Invisible Downtime

This article has a concept I’ve never heard about: invisible downtime. This is the idea that there are problems in your application that the customer sees. Your servers are running, but the application doesn’t work correctly or is pausing with a delay that impacts customers. From an IT perspective, the SLA is being met and there aren’t any problems. From a customer viewpoint, they’re ready to start looking at a competitor’s offering.

Lots of developers and operations people know there are issues in our systems. We know networks go down or connectivity to some service is delayed. We also know the database gets slow, or at least, slower than we’d like. We know there are poor-performing code and under-sized hardware, running with storage that doesn’t produce as many IOPs as our workload demands. We would also like time to fix these issues, but often we aren’t given any resources.

The current buzzword among executives and senior IT leaders is observability. It’s the goal of looking at how our entire system, application, database, and network, are linked and performing with an eye on improving performance. Not because they want to spend time or money here, but because customers are becoming more fickle and quick to move to another offering. Leaders know that degraded application performance (another phrase for invisible downtime) can have real bottom-line impacts on revenue.
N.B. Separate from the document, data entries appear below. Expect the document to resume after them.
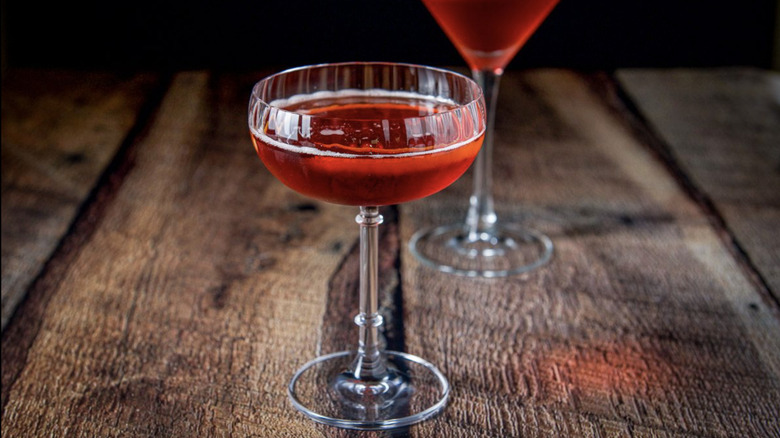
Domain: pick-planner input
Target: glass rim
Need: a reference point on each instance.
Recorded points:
(478, 94)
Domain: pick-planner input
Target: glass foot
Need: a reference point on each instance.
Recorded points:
(413, 390)
(506, 250)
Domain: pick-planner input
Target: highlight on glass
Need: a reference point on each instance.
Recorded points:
(367, 135)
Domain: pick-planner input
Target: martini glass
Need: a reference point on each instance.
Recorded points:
(488, 34)
(367, 135)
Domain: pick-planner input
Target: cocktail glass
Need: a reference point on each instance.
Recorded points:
(367, 135)
(488, 34)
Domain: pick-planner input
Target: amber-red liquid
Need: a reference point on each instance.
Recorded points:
(363, 152)
(488, 33)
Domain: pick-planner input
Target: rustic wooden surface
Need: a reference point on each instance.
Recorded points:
(192, 284)
(60, 131)
(722, 129)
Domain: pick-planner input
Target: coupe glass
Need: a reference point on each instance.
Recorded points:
(487, 33)
(367, 135)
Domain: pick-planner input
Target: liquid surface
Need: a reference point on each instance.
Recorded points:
(367, 149)
(488, 33)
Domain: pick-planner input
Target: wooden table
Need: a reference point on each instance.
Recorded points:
(157, 281)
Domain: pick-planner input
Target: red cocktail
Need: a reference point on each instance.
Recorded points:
(487, 33)
(367, 134)
(363, 149)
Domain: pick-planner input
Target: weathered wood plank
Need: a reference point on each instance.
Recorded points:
(60, 131)
(642, 325)
(199, 288)
(722, 128)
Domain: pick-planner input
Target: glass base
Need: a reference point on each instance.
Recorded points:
(506, 250)
(412, 391)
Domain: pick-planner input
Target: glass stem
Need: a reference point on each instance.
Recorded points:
(369, 363)
(481, 217)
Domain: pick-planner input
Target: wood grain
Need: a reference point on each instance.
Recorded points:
(642, 325)
(60, 131)
(199, 291)
(723, 128)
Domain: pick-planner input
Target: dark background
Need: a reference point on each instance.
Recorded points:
(243, 35)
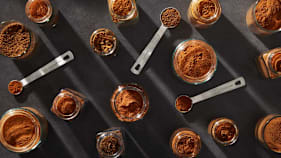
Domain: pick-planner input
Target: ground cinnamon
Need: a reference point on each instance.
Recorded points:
(129, 103)
(122, 7)
(170, 17)
(19, 131)
(15, 39)
(268, 14)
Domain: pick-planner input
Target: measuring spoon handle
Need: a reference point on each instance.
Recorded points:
(51, 66)
(224, 88)
(146, 53)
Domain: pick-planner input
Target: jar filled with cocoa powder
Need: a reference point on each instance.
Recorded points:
(264, 17)
(268, 131)
(185, 143)
(129, 102)
(269, 63)
(16, 40)
(22, 129)
(194, 61)
(68, 104)
(204, 13)
(110, 143)
(123, 11)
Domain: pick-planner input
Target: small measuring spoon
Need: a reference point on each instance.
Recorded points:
(51, 66)
(224, 88)
(147, 52)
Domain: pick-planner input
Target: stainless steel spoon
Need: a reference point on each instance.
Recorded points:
(224, 88)
(147, 52)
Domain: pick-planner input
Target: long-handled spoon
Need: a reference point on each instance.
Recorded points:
(224, 88)
(147, 52)
(51, 66)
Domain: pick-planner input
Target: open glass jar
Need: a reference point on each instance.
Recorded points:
(194, 61)
(123, 11)
(22, 129)
(16, 40)
(263, 18)
(204, 13)
(110, 143)
(129, 102)
(269, 63)
(68, 104)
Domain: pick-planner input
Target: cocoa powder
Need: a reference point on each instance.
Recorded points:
(268, 14)
(206, 8)
(122, 7)
(18, 131)
(129, 103)
(170, 17)
(14, 40)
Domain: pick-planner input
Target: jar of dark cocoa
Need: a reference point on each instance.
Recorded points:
(123, 11)
(68, 104)
(16, 40)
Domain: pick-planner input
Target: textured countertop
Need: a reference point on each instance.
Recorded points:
(97, 77)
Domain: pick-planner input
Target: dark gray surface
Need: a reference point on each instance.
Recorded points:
(97, 77)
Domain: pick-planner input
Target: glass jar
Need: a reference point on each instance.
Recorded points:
(254, 25)
(41, 12)
(16, 40)
(184, 57)
(204, 13)
(126, 14)
(185, 143)
(105, 38)
(67, 104)
(129, 102)
(268, 131)
(223, 131)
(22, 129)
(114, 137)
(269, 63)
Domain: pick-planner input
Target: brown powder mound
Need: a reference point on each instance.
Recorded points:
(110, 145)
(206, 8)
(38, 9)
(195, 60)
(122, 7)
(19, 131)
(268, 14)
(66, 105)
(272, 134)
(129, 103)
(170, 17)
(225, 132)
(14, 40)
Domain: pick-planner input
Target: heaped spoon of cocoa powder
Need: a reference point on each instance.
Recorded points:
(15, 87)
(185, 103)
(170, 18)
There are a lot of products in this space, application performance monitoring (APM), designed to look at lines of code and determine how well each is performing. They can help you spot issues in application code, but they lack insight into database and network details, at least at a level that the experts need. As a result, digging into performance issues and root cause analysis of problems usually means pulling data from multiple sources and correlating log entries.

This is likely an area where AI/ML technologies can help, especially across large estates, though I think in many cases, what we need is just a pointer to poor-performing code. C#, Java, SQL, whatever. We need to know where the bad code is and then we need to train developers to write more efficient code. That might be the best way to improve application and database performance.